Researchers have discovered a key regulator of our cells’ innate immune response against pathogens, including the hepatitis C virus (HCV).
Findings from scientists at Sanford Burnham Prebys Medical Discovery Institute (SBP) suggest that therapies developed to modulate this protein, called K-homology splicing regulatory protein (KHSRP), may not only improve the way we currently treat viral infections such as hepatitis C, but also cancers and autoimmune diseases.
The study, “Systems-based analysis of RIG-I-dependent signalling identifies KHSRP as an inhibitor of RIG-I receptor activation,” was published in the journal Nature Microbiology.
“We discovered that a protein called … KHSRP weakens the immune response to viral RNA,” Sumit Chanda, PhD, the study’s lead author and director of the Immunity and Pathogenesis Program at SBP in La Jolla, California, said in a press release.
“Depleting KHSRP improved immune signaling and reduced viral replication in cell culture and in vivo, suggesting that drugs inhibiting the protein may have therapeutic value,” Chanda added.
Our innate immune system is our first line of defense against invading pathogens, such as bacteria and viruses. However, innate immune responses need to be tightly regulated, since a weak response may allow for infections to progress rapidly, while overactive responses may lead to autoimmune diseases.
“That’s where KHSRP comes in,” Chanda said. “It physically interacts with a protein called retinoic acid-inducible gene I (RIG-I) to apply the brakes to the innate immune response.”
RIG-I receptors are found in the cells’ cytoplasm and can specifically detect genetic material (RNA) from viruses. RIG-I mediated recognition of viral RNA that triggers a signaling cascade leading to the production of inflammatory signals such as interferon to kill the virus. The activated RIG-I enhances and activates other immune responses, increasing the cells’ response against infection.
“We identified KHSRP by systematically testing every human proteins to identify those that impact RIG-I signaling,” explained Stephen Soonthornvacharin, a recent PhD graduate from the Chanda lab. “We found about 240 proteins, but we focused on KHSRP because it was the only one of the 240 that was found to inhibit the very early steps of RIG-I signaling.”
These results suggest that targeting KHSRP and inhibiting its activation offers promising therapeutic effects.

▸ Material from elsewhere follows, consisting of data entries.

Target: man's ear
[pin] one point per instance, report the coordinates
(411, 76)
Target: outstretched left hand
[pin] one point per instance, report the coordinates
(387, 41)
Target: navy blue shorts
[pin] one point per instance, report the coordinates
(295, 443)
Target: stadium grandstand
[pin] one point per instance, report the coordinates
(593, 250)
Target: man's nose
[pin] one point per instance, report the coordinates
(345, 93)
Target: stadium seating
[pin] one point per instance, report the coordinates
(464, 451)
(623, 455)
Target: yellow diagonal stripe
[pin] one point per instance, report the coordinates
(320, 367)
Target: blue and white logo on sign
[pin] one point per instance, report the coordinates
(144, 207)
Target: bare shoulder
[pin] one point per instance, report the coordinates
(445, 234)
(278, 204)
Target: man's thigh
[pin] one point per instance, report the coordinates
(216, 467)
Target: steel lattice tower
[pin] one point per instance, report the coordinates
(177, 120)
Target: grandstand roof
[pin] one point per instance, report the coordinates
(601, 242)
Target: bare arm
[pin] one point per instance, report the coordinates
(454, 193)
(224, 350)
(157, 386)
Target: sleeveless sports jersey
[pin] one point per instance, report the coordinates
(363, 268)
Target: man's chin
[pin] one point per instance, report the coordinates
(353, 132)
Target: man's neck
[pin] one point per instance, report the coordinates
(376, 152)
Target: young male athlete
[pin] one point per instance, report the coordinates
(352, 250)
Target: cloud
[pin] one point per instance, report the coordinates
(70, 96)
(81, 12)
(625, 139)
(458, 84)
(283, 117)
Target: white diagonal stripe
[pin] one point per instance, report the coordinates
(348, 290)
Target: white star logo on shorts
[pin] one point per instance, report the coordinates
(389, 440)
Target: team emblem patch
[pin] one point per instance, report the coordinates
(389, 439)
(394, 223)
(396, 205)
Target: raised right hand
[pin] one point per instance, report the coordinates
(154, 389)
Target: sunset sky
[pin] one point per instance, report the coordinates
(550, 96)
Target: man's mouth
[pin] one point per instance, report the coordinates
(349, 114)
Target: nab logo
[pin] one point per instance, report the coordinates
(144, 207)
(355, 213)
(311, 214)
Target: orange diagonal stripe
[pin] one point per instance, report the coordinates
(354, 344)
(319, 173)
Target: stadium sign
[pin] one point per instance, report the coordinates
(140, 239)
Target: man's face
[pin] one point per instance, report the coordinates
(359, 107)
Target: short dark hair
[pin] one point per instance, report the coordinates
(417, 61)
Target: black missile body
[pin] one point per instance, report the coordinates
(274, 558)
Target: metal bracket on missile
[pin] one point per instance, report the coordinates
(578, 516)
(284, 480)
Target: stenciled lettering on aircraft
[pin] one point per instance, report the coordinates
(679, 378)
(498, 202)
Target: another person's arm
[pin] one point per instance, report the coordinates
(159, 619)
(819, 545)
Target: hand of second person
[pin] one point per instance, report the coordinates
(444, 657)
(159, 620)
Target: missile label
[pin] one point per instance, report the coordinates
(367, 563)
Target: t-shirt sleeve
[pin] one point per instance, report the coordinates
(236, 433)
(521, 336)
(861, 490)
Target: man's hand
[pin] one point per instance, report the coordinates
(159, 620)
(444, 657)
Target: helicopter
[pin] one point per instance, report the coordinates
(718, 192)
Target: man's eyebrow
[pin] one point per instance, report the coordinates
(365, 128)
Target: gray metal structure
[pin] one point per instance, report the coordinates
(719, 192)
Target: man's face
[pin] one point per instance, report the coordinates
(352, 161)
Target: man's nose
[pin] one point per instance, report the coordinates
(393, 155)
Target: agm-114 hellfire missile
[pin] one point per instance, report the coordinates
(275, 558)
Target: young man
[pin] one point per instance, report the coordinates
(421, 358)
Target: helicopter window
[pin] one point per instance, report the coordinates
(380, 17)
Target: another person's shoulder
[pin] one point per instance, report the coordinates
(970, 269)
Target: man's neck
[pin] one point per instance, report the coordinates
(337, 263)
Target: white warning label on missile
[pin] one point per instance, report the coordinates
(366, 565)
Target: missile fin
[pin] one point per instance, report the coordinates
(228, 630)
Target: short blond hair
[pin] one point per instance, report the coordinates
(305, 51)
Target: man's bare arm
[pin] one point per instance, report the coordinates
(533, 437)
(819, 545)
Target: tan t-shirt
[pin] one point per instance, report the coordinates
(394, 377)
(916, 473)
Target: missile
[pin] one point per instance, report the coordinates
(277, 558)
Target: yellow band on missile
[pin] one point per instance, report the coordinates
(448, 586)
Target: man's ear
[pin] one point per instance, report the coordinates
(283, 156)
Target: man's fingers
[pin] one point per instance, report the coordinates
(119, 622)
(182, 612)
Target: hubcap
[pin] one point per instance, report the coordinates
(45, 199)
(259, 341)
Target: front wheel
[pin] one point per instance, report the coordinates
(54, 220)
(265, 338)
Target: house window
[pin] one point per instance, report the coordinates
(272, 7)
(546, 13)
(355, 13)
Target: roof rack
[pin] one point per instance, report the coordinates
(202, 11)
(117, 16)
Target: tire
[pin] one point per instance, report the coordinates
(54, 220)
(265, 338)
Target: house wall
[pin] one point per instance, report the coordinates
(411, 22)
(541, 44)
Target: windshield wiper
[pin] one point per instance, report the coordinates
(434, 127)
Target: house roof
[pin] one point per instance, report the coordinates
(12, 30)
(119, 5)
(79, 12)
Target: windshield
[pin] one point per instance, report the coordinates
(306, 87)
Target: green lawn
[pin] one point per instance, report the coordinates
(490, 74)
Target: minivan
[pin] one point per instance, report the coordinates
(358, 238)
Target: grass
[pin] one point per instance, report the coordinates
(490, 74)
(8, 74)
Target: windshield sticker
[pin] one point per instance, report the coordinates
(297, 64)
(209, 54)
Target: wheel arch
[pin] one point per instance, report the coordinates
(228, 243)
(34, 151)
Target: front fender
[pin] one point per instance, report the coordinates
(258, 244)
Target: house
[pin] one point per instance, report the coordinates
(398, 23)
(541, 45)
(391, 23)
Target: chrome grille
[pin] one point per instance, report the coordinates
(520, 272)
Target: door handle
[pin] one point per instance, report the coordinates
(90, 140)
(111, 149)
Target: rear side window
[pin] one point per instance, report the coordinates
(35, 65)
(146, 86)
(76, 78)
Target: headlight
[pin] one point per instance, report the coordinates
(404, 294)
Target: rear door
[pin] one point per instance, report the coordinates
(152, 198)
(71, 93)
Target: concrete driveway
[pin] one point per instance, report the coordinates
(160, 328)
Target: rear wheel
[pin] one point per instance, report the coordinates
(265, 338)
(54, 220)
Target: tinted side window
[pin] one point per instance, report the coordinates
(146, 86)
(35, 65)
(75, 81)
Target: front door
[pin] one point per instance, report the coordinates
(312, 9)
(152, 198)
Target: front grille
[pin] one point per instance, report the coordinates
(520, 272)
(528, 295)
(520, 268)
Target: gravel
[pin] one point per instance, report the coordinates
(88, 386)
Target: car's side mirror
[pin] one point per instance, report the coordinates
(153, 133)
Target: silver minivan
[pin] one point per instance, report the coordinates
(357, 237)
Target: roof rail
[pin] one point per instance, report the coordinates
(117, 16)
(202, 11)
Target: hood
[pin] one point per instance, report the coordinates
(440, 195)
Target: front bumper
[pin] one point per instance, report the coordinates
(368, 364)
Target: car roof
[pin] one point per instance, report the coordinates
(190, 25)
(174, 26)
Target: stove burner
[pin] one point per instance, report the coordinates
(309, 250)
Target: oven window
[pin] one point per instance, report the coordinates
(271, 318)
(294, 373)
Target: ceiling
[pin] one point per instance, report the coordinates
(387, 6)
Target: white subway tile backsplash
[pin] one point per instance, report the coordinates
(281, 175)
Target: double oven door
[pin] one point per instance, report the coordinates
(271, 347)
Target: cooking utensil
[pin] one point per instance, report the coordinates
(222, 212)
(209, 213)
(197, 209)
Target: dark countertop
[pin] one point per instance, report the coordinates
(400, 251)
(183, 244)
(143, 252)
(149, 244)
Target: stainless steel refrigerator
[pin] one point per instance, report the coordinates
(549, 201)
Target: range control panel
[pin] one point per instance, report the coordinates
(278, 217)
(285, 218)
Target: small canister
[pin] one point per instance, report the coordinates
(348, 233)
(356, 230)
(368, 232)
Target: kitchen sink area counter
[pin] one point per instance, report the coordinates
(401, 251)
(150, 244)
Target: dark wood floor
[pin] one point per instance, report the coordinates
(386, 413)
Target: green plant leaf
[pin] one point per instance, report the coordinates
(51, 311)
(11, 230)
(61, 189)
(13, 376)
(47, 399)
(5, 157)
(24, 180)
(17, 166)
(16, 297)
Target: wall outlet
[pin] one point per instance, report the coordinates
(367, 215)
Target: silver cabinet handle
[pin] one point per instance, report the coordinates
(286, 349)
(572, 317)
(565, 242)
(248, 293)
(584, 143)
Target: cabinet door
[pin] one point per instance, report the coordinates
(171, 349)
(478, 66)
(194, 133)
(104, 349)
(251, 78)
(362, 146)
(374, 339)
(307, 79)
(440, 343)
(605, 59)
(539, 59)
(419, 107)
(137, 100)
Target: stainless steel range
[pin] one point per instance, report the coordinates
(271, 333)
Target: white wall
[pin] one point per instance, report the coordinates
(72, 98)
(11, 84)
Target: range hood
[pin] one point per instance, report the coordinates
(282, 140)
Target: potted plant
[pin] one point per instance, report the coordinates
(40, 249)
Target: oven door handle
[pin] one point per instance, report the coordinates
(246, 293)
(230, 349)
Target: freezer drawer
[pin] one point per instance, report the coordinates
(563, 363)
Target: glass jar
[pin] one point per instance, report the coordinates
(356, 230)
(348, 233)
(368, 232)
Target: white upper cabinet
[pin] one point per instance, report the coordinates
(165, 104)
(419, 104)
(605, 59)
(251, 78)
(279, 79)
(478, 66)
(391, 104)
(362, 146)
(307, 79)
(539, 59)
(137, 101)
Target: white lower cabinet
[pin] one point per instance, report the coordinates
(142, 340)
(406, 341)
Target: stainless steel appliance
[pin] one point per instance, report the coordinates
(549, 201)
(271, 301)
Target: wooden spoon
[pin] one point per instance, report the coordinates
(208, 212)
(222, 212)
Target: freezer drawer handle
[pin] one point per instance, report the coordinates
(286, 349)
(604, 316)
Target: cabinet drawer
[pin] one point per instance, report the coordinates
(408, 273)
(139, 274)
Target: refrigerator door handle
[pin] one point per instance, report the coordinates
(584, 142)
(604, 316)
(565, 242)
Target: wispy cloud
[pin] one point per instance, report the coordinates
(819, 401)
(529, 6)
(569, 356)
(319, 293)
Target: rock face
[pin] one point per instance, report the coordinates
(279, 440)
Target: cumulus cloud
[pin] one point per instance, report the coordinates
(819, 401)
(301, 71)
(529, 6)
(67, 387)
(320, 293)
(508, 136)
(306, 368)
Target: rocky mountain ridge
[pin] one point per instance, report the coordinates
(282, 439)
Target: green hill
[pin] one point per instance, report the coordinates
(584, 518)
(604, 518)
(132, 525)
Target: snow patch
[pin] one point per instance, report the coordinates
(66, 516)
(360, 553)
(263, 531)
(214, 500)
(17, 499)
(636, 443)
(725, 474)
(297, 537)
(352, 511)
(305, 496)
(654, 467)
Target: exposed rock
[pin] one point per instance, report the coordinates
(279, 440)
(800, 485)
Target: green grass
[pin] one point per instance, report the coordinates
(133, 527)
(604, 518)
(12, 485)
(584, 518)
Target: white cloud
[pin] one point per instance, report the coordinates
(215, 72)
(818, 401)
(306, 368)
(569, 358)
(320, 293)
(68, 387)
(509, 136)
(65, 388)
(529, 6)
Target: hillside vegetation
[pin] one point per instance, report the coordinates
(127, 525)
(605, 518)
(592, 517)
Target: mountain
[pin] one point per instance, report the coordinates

“Molecules that block KHSRP’s actions could serve as adjuvants –components that heighten the immune response – to vaccines against influenza or hepatitis C, as antiviral drugs, or even next-generation cancer immunotherapies,” Soonthornvacharin said.
“Also, among the 240 RIG-I regulators we identified, 125 appear to activate RIG-I, so finding drugs that inhibit these proteins may be a way to treat autoimmune conditions involving too much interferon, like type 1 diabetes or lupus. Figuring out which ones are promising requires further investigation.”
Chanda said the researchers believe KHSRP protects against autoimmunity.
“RIG-I normally recognizes RNA molecules that arise during viral infections, but it can also mistakenly sense RNA present in normal cells,” he said. “Without KHSRP, the innate immune response could be erroneously turned on when there’s no virus. Increasing the activity of KHSRP might therefore be a way to treat autoimmunity.”
Researchers discussed their future plans where they propose to “figure out more of the details of how KHSRP regulates RIG-I,” said Sunnie Yoh, PhD, a staff scientist in the Chanda lab and contributor to the current study. “That’s the information that will move us in the direction of developing therapies.”